3 Responses to “Heat Pump Operation: What it costs. And what it costs me.”

  1. Simon Duane Says:

    You might think of them as “complications”, as if there is a personal aspect, but I think the key questions here are about “justice”: the calls for a “just transition” towards net zero, whether “justice” relates to costs – “have I the cash to make this improvement?” – or employment – “but I work in the oil extraction industry, and I’m going to be made redundant!” – are really important.
    It’s not so much that you personally will pay little or nothing for your gas and electricity in coming years (and in some sense, through taxes and levies, “we” will be paying your bills for you), it’s that you already spent a very substantial lump sum (that you are very open about) to get into that position. That big outlay is beyond the reach of most people (and I’m definitely not making a personal point here, about you or about me, in case others might wonder).
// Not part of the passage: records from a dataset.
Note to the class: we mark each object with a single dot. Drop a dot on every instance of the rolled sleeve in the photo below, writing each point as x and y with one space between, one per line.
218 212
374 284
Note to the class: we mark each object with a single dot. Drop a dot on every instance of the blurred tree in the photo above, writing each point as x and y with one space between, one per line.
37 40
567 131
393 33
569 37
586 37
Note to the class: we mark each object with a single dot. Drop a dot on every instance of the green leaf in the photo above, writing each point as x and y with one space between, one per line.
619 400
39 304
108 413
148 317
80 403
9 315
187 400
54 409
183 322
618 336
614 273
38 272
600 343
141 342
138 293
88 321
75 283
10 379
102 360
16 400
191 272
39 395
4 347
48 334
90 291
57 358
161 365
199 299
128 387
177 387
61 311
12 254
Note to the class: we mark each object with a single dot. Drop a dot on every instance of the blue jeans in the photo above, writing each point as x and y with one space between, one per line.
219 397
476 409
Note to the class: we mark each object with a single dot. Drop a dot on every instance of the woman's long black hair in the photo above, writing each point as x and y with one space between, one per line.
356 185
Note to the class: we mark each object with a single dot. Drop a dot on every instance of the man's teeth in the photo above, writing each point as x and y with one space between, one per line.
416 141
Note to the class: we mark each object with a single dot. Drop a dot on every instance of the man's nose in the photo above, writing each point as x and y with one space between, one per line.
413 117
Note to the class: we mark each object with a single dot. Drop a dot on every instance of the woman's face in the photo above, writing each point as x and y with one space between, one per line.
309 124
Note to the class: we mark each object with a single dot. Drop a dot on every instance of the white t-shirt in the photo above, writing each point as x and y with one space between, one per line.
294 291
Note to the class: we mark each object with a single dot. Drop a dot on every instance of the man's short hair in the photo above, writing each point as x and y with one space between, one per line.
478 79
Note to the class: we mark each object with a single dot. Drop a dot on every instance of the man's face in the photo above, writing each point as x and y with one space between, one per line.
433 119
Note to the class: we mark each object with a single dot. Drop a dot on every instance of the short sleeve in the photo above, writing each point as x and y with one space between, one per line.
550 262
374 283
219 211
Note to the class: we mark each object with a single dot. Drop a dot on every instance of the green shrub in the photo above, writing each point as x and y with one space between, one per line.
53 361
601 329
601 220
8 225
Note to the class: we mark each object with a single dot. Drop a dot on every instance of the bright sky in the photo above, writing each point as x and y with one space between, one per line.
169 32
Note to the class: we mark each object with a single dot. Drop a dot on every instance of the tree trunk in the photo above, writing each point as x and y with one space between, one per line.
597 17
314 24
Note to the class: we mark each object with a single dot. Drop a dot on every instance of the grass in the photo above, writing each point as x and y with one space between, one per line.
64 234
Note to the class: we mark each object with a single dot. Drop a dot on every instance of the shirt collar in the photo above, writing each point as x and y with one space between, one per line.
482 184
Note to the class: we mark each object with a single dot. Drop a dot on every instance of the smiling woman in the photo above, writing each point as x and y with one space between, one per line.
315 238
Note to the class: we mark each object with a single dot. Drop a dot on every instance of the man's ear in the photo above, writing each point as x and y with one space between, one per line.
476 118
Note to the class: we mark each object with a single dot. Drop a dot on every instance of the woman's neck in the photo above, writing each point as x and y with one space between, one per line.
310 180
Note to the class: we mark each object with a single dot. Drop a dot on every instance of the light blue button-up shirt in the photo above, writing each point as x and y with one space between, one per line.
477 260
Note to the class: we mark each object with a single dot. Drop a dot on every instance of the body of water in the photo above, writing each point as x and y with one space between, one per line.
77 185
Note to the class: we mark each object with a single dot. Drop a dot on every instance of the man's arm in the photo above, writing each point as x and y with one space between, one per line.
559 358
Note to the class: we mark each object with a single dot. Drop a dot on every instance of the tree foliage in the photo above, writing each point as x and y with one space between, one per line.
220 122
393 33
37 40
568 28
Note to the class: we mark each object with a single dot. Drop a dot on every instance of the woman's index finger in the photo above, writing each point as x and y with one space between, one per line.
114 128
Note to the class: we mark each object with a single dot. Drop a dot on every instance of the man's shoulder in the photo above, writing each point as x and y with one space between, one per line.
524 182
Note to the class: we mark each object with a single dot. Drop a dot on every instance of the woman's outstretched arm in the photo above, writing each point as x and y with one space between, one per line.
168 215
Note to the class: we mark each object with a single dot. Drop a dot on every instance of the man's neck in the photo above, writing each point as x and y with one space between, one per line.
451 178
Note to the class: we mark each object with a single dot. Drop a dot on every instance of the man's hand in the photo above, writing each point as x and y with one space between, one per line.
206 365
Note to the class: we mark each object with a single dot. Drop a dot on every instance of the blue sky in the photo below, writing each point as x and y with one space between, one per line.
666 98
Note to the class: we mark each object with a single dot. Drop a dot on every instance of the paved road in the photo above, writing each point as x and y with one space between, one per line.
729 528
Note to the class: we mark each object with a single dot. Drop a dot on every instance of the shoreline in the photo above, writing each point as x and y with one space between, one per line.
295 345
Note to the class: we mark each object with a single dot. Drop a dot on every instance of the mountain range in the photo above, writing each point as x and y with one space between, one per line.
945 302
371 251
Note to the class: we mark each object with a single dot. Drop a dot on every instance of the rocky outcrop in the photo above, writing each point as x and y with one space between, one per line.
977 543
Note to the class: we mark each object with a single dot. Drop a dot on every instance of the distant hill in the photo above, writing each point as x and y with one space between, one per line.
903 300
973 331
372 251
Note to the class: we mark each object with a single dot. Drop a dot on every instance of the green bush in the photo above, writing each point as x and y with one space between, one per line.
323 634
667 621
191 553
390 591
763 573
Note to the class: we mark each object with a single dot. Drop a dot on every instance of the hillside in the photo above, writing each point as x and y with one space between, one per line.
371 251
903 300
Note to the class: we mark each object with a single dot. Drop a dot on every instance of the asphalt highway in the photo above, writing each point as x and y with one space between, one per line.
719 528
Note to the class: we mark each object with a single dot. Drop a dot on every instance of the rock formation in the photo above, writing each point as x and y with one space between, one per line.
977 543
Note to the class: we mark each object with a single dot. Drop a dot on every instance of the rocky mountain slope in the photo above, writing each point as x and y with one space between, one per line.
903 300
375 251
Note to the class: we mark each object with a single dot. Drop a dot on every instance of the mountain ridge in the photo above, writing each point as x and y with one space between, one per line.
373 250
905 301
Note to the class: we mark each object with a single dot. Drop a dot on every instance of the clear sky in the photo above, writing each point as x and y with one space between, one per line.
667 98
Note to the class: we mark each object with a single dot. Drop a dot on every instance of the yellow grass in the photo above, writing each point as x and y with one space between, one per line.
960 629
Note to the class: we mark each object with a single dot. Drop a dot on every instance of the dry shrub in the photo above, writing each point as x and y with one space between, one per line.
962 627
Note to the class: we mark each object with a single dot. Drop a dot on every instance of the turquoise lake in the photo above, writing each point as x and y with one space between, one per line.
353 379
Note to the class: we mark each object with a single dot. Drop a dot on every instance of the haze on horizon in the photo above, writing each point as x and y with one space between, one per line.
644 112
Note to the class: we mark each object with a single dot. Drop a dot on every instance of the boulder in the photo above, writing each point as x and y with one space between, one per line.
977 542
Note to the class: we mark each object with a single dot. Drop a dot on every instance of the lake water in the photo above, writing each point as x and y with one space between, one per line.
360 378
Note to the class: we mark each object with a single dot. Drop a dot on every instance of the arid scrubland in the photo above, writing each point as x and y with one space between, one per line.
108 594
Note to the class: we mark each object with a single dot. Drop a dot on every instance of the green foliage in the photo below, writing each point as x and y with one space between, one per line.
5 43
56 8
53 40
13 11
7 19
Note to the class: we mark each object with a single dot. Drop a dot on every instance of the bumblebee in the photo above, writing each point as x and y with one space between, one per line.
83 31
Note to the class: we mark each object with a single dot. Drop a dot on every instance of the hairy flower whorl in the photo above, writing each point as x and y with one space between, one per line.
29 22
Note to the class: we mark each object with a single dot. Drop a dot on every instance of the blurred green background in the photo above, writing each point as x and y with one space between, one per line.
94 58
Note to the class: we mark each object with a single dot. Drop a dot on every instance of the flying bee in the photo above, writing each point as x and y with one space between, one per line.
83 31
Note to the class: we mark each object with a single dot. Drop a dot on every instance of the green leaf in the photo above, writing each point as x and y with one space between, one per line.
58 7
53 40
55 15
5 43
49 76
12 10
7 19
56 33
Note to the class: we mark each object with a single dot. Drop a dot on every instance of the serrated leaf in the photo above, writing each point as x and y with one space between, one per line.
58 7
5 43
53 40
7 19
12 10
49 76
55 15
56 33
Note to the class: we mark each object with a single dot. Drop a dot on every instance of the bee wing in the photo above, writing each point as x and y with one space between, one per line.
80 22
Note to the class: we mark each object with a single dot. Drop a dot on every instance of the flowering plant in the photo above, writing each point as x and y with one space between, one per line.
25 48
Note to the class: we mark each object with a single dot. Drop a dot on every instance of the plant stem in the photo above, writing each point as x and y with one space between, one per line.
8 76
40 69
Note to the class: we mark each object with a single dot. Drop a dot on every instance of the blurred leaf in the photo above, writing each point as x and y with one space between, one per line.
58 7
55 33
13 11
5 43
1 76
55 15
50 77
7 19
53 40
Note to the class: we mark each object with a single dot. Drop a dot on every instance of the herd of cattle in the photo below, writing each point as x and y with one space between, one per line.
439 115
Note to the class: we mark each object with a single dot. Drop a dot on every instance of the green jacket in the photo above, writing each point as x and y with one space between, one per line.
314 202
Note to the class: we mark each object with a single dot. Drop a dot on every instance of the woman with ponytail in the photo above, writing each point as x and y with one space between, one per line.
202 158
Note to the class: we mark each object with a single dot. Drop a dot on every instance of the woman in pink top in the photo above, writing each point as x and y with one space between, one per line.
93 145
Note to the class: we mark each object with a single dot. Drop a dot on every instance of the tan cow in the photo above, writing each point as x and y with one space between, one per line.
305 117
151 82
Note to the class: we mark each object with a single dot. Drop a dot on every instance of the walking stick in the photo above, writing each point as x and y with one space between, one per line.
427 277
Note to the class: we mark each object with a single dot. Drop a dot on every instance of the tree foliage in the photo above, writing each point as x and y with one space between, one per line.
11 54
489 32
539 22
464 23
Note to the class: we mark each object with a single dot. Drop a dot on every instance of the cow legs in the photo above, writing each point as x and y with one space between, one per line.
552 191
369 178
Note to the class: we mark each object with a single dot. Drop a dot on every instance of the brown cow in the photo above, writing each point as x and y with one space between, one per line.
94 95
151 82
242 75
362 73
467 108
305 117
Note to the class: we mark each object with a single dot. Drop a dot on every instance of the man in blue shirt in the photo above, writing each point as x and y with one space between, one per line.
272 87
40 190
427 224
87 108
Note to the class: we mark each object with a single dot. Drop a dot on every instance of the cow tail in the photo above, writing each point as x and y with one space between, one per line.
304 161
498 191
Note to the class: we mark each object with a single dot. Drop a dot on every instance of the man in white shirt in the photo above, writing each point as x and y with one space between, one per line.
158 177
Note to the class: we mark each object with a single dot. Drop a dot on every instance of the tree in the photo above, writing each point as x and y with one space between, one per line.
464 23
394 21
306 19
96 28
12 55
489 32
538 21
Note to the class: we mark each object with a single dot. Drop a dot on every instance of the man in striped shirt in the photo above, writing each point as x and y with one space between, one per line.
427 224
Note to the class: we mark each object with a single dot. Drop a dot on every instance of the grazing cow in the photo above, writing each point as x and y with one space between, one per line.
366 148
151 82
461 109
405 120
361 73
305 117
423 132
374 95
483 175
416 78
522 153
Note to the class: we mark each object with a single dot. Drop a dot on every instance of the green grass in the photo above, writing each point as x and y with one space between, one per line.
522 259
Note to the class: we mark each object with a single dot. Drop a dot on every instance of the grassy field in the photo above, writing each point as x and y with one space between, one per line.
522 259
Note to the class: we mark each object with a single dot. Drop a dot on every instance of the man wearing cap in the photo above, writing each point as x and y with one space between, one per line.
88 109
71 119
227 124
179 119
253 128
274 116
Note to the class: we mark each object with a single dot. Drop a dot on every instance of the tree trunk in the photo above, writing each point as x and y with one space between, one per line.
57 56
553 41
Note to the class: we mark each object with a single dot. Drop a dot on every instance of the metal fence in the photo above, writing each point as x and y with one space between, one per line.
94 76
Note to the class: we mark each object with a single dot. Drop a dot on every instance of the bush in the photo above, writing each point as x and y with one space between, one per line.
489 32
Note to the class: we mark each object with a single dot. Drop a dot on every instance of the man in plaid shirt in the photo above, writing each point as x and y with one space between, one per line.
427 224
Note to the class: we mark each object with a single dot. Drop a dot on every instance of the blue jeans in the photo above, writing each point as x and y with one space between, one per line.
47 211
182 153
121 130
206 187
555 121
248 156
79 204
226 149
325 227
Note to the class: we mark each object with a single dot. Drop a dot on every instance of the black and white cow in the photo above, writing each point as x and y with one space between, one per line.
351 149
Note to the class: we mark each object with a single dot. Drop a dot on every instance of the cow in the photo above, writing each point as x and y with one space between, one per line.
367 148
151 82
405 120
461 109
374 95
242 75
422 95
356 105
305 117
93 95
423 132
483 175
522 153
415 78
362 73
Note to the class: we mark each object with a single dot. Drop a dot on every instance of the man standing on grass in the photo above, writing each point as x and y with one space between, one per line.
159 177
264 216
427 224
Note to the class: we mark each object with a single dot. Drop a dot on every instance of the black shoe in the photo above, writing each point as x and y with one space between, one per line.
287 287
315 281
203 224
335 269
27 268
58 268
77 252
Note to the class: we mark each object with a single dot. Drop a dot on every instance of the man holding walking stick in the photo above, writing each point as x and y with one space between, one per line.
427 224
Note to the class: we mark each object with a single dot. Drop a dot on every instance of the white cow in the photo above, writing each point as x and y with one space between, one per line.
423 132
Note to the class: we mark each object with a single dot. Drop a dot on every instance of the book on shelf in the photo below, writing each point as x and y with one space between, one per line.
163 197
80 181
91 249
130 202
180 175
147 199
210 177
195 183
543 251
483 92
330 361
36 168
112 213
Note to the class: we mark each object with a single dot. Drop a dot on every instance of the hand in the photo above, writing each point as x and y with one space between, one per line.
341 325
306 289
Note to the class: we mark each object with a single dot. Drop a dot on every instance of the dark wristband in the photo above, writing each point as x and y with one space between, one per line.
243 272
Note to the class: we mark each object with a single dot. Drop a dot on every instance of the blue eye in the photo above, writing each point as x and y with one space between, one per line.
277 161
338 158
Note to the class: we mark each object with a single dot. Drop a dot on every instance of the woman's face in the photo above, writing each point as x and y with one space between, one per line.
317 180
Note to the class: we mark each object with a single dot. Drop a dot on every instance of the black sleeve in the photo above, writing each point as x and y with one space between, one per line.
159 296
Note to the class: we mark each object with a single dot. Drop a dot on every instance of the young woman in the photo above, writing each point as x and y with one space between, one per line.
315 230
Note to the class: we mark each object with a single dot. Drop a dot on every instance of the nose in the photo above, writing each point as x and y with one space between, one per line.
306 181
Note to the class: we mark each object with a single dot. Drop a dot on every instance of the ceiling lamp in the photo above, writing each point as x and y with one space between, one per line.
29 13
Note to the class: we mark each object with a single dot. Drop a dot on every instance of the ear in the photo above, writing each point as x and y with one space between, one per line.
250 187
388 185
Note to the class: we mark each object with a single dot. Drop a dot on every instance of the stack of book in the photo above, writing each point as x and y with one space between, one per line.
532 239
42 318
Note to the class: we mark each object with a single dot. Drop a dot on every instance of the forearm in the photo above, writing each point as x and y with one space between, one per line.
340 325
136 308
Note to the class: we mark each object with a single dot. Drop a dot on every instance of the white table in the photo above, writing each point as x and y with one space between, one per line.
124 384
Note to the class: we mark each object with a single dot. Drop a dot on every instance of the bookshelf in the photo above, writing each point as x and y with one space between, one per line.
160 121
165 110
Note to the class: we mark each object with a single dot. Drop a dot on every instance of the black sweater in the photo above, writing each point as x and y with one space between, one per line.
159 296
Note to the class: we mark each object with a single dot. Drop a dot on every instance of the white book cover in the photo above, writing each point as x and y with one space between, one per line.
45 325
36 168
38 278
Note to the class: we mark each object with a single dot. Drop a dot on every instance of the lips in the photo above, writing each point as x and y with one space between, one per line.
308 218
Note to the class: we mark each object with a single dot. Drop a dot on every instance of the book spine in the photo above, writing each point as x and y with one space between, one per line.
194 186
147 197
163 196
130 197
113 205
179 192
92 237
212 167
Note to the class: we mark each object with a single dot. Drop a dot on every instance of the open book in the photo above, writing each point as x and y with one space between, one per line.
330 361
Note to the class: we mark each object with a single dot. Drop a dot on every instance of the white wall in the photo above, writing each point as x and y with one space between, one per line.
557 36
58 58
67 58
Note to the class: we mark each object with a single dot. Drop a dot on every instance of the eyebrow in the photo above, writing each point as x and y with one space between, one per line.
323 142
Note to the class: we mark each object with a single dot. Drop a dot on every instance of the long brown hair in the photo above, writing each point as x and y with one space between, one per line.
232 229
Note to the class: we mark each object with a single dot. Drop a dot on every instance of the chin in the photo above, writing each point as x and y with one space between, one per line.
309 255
If our country is to get remotely near net zero we have to make some pretty fundamental changes to the way things work, and that boils down to politics.
    Along the way, your enormously informative blog is providing a worked example of what is possible, where there is both the will and the means. Collectively, we do have the means but, now at least, we lack leaders who show the remotest sign of understanding what is needed to get there from here.
    BW

    • protonsforbreakfast Says:

      Thanks Simon. My position is not typical and so I feel all I can do is just try to be as straightforward as possible.

      And at this point I just don’t see the political resolve to face up to our the awful reality we all face.

      Anyway – I should have a bit of money spare to support good causes 🙂

      Best wishes: Michael

      • Simon Duane Says:

        We have a lot in common here – including the resource to do something on an individual level. (And even, I hope, to have something left over after whatever can be done has been done.) But, in the meantime the urgent step, replacing a non-condensing with a condensing boiler, has been taken, while reducing the leakiness of our house, etc is under way. These will buy us the time to embark on and evaluate all the other steps that could be taken. (Also, I’m hoping that at least some of the present “conservation area” type restrictions might be relaxed somewhat. You know, what with us facing an existential threat and all, it’s not too much to ask …)
        Another comment will follow by email.